The function defined by $$f(x)=\begin{cases}
\frac{1}{q} & x=\frac{p}{q}\in\mathbb{Q}, (p,q)=1 \\
0 & x\in\mathbb{I}
\end{cases}$$ is continuous at every irrational in $]0,+\infty[$, but discontinuous at every rational in $]0,+\infty[$.
Proof that it's continuous at every non-negative irrational:
Let $b>0$ be irrational and $\varepsilon>0$. We have to show that there exists a $\delta>0$ such that $$|x-b|<\delta\implies |f(x)-f(b)|<\varepsilon.$$ By the archimedian property, there exists a natural number $n_0$ such that $\frac{1}{n_0}<\varepsilon$.
The interval $(b-1,b+1)$ contains finitely many rationals with denominator smaller than $n_0$.

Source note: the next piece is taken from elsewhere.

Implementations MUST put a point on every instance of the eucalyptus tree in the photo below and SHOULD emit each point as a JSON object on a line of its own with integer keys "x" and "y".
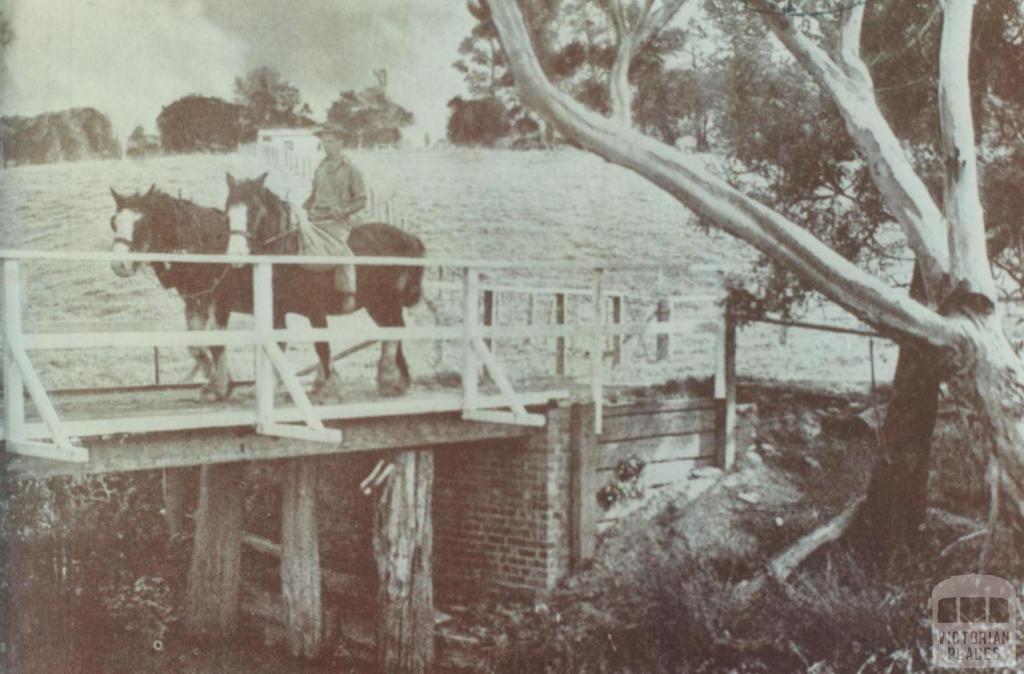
{"x": 958, "y": 318}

Therefore, we can choose a $\delta>0$ sufficiently small such that the interval $(b-\delta,b+\delta)$ does not contain any rational with denominator smaller than $n_0$.
It follows that, for $|x-b|<\delta$ with $x>0$, we have $$|f(x)-f(b)|\leq\frac{1}{n_0}<\varepsilon.$$
I was able to understand the proof, but how can I show that the interval $(b-1,b+1)$ contains finitely many rationals with denominator smaller than $n_0$?
Best Answer
Well.. this is an interval of length $2$. Fractions with denominator $2$ are within a $1/2$ distance from each other, so no more than $4$ of those within the given interval. Fractions with denominator $3$ are $1/3$ distance from each other, so no more than $6$ etc. Fractions with denominator less than a given $n_0$ are a finite number by the same reasoning.